Wednesday, November 25, 2009

all for love

Last week the girls and I went to get our H1N1 flu shots. And I cried.

No, not because of my own personal shot -- I'm a pro when it comes to needles and blood tests and the like. But my sweet little Joelle had me crying a river with her very stressful experience.

Luckily Malia went first out of the two of them -- she's always the brave one when it comes to things like this...doctor's appointment, eye appointments, dentists, etc. Joelle had been totally fine leading up to the experience, but already after watching me get the very first needle, she was showing signs of nervousness. But after Malia's shot -- where she did a quiet little whimpering cry as the needle entered her arm -- Joelle was adament that she was NOT going to do it.

She started running away from our designated table, and I had to go after her and bring her back, trying to re-assure her that it was all going to be okay. But it was to no avail. She had already made up her mind that this was going to be an awful experience and she wanted no part of it. Once she started her freak-out, there was no stopping her. Me and 2 nurses had to physically hold her down, and even that was a struggle for us.

Joelle's reactions went from frustrated anger: "EVERYBODY! LET! GO! OF! ME!" to desperate fear: "MOMMY! DON'T LET THEM DO IT! DON'T LET THEM DO IT!"

Those pleas for me to help save her from this terrifying demise is what really did me in. It was clear to me that she knew I could stop all of this from happening if I just said the word. But despite her desperate begging, I didn't stop it. And I felt awful. My precious little girl was counting on her mother to protect her from this needle that she so obviously didn't want to get and I did nothing to help her. Hence, the tears. It's a terrible feeling when the decision you have made to try and protect your child causes them such panic and fear. When they are frantically pleading with you to keep this hurt from them...and you don't.

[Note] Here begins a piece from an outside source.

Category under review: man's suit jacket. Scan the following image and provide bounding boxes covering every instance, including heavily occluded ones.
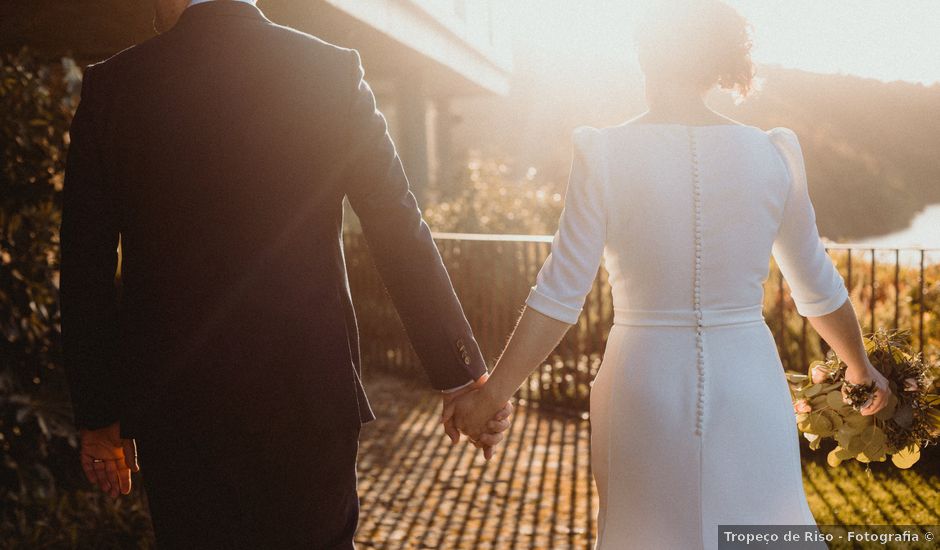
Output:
[60,2,485,437]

I held my daughter really close when it was all over and she collapsed with relief in my arms. I told her how proud I was of her. I explained to her that I was doing it to protect her because I loved her.

When all was screamed said and done, she recovered from the trauma very quickly -- quicker than I did -- and proudly showed off her band-aid to her grandparents, cousins, aunts & uncles at the family dinner we had a mere 45 minutes later. And she was just as quick to let go of any grudge she may have been holding towards me during the unwanted event.

But I will not soon forget the way it made me feel to think that I was not protecting my daughter in the way she wanted me to. I will remember her desperate attempts to get me to change my mind and not force this upon her. I will remember the way it feels thinking that I was letting my daughter down in a big way. I will carry this feeling with me for a very long time.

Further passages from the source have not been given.